Por lo que vemos, es conveniente investigar la historia familiar para saber a quién echar la culpa, porque genealógicamente, confundidos con los muertos enfadamos a los vivo. Verdaderamente, muchas veces los padres que han educado a sus hijos en valores vivenciales, afligidos se preguntan, qué ha podido pasar para que los hijos les parezca unos extraños con sus comportamientos y conductas que no se han transmitido en el seno familiar. Todos creemos que los hijos cargan con la herencia biológica, física y material de los padres, pero si nos hablan que también cargamos con una herencia genética ancestral traumatizada, claro que se nos hace complicado asumir rasgos prestados que nos son desconocidos, como parte de la identidad de nuestros hijos.

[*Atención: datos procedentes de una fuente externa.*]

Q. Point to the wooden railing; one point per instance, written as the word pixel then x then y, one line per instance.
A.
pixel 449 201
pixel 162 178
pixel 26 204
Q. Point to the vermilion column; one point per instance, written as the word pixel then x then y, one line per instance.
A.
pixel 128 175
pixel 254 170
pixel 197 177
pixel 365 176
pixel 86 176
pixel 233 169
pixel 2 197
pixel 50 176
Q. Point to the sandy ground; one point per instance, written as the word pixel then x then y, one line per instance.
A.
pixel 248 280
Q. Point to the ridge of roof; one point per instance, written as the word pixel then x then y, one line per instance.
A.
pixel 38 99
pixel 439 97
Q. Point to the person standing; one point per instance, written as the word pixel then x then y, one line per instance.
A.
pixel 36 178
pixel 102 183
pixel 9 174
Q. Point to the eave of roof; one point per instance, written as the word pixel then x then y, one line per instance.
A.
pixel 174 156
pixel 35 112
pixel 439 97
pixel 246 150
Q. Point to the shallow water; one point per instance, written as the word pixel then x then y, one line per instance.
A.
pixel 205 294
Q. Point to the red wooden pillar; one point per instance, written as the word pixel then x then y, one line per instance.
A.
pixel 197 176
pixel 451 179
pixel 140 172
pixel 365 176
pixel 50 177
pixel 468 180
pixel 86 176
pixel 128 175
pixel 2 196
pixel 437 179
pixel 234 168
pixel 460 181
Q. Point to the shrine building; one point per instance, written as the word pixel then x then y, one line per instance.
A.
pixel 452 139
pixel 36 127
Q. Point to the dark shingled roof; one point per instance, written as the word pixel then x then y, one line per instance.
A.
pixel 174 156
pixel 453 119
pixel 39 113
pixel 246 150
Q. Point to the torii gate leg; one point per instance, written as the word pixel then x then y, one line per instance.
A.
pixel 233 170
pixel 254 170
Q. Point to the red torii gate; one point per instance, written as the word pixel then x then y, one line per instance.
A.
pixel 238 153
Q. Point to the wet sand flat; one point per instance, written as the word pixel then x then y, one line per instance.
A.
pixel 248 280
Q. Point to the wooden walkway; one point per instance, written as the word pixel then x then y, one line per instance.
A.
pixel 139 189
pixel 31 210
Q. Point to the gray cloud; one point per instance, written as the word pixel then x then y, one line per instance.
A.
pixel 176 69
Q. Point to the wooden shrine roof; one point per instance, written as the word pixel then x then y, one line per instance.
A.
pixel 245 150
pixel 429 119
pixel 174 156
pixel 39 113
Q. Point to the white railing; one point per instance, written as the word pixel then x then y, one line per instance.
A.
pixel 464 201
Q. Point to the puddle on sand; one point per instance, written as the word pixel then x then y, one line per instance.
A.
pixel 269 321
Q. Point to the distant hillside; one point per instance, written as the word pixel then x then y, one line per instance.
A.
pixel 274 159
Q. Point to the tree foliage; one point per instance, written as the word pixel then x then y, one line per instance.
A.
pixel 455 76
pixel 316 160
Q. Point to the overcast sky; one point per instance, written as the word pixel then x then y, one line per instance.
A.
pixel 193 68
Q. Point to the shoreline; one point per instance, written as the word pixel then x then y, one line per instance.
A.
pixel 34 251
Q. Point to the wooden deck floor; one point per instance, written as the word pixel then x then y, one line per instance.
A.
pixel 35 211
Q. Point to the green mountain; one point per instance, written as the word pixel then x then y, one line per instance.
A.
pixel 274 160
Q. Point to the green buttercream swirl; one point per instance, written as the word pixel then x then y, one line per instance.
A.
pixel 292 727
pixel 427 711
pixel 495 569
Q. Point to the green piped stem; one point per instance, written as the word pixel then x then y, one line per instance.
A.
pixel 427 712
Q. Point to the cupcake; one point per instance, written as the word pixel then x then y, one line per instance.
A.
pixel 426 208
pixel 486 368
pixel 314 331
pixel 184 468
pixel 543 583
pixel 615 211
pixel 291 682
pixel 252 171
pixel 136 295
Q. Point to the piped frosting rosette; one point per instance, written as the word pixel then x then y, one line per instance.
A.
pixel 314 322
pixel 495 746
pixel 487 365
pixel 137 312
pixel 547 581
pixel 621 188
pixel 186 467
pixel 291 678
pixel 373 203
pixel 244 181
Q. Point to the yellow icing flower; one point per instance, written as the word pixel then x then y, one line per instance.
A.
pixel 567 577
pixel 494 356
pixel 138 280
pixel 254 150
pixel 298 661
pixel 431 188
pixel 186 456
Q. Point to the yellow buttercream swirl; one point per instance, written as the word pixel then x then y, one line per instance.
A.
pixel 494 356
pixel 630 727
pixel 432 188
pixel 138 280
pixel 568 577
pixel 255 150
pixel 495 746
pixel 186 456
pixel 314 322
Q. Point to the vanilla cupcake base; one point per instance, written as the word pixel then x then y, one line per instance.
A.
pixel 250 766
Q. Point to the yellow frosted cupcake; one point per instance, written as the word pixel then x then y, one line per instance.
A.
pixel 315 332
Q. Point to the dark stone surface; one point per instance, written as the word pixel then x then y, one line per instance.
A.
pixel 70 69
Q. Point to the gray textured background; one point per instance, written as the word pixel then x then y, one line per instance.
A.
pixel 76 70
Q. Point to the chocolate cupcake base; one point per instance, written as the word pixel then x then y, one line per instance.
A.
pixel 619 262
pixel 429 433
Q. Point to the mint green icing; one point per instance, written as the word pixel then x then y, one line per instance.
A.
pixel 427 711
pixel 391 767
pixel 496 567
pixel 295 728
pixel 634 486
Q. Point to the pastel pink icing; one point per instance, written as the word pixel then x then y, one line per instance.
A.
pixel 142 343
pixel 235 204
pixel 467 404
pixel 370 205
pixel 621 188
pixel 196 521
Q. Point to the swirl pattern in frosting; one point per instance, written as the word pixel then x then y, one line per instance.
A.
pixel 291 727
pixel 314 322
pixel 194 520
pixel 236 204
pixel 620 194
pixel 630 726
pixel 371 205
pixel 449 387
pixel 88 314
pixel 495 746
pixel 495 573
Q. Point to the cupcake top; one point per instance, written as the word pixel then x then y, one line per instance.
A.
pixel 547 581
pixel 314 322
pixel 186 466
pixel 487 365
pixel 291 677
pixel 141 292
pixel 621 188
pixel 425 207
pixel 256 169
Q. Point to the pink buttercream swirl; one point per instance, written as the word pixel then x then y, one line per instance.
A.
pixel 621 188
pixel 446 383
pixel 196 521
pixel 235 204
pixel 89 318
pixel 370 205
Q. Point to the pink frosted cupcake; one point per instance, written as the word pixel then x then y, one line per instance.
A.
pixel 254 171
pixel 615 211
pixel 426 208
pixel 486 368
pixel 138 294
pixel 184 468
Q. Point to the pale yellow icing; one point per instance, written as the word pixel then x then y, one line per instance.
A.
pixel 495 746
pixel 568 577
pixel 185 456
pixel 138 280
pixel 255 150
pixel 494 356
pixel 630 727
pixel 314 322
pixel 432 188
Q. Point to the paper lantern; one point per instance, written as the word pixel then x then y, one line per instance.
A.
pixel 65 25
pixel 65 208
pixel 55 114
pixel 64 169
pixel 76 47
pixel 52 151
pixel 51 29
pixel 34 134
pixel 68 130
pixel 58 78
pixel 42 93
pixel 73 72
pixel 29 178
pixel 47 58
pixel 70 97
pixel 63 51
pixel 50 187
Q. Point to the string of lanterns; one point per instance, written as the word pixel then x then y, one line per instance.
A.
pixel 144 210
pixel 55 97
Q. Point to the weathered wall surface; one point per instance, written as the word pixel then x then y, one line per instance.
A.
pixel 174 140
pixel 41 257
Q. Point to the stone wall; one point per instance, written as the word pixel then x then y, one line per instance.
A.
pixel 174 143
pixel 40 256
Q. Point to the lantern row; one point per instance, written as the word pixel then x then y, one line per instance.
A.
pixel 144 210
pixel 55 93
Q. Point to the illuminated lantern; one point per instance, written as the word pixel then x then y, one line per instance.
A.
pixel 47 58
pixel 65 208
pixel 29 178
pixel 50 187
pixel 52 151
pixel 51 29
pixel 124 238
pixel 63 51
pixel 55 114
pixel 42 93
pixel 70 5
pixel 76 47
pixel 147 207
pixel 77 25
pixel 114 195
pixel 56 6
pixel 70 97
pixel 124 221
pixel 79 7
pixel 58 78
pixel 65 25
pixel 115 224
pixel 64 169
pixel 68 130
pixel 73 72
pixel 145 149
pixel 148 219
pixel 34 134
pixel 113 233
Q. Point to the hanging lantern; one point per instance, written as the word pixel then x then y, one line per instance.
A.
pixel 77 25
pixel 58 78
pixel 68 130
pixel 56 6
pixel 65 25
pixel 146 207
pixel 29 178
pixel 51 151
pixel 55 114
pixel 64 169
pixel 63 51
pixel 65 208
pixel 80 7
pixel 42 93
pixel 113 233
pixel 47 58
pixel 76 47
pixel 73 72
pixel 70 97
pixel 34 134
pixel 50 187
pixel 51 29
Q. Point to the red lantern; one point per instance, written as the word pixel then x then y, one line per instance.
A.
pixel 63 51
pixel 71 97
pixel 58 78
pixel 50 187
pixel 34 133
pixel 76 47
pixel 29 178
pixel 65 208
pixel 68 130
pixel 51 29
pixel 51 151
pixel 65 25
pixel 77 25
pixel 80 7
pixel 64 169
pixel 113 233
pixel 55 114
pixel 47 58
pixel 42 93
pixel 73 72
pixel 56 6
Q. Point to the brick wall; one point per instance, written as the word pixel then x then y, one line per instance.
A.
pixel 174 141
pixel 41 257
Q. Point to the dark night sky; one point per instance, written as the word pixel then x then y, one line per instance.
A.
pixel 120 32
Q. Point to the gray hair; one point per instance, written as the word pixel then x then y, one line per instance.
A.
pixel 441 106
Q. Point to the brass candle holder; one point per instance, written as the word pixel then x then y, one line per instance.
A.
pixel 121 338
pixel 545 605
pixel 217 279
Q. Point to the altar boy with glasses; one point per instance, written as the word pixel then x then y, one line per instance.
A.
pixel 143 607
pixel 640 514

Por tanto, esa posibilidad puede dar algo de luz a los interrogantes que se nos presentan a los padres— más allá de diferencias generacional—, cuando los hijos crecen y nos sorprenden con actitudes incomprensibles, que alteran la buena sintonía de las relaciones armoniosas.  

La vida no es un camino de rosas, eso todos los sabemos, la espinas se clavan como aguijones y nos dejan heridas, una cicatrizan y otras no y nos quedan traumas de por vida... Pues habrá que aceptar que los sufrimientos de nuestros antepasado ha modificado nuestra carga genética y esta es manifiesta más allá de nuestros bisabuelos.                       

Que nada te haga dudar, cuida tu ‘rareza’ como la flor más preciada de tu árbol. Eres el sueño realizado de todos tus ancestros. Bert Hellinger.